If baby was facing mom's front, it is called posterior, and I delivered a posterior baby with no help at all, so it can be done.

I believe a "stargazer" is a face coming out first presentation? (But I could be wrong.) That would be most difficult to deliver, though, that too has been delivered without turning for some.


----------



## Sage.Naissance (Feb 5, 2008)

I imagine it would really depend on how the practitioner felt about the particular situation, I could see it go either way circumstantially. I mean babies certainly can come out that way (I call it 'sunny-side-up'), I know someone who had three come out that way, pushing was hell but they came out.
I guess it would depend if the baby really really really didnt seem to be coming facing up then a midwife would probably turn it, but not if it wasn't necessary.


----------



## courtenay_e (Sep 1, 2005)

Were you pushing on your back or in semi-reclining? The midwife COULD turn the baby, if she knew how, with her hands, but she would probably change your positions and ask you to move around, do lunges, go on your hands and knees, everybody has their "favorite" way to turn a baby, I think, generally ask you to work with your baby and your body to help THEM work to turn the baby.
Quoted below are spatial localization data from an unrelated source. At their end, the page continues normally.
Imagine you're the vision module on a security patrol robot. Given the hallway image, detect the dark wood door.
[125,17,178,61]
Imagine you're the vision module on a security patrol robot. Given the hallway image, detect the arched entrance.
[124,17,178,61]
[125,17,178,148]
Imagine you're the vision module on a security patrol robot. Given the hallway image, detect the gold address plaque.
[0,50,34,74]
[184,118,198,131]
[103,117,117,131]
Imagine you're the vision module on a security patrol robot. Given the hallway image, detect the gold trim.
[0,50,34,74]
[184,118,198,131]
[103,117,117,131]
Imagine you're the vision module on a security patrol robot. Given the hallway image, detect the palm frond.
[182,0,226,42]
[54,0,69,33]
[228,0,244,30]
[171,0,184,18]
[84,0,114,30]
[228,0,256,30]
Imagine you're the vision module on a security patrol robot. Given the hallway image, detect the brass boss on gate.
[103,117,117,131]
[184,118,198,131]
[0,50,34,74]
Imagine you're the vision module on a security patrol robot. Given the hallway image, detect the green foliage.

In most cases, if the baby doesn't turn, I think they just help mom to push effectively...open the pelvis to it's fullest potential!...and then they give you TIME to push the baby out THAT way.


----------



## applejuice (Oct 8, 2002)

My ds1 was posterior, deflexed head, with ascynclitism. The midwife reached up at the height of a contraction while I bore down in a hands/knees position and she tilted his head. This took about five or so attempts. It was terribly painful.

I am Not sure if this is the stargazer position you are talking about. A facial presentation is referred to as a "mentum" or chin presentation rather than an occiput, and sometimes indicates a birth defect. The baby's face is often swollen and bruised with this presentation.


----------



## paquerette (Oct 16, 2004)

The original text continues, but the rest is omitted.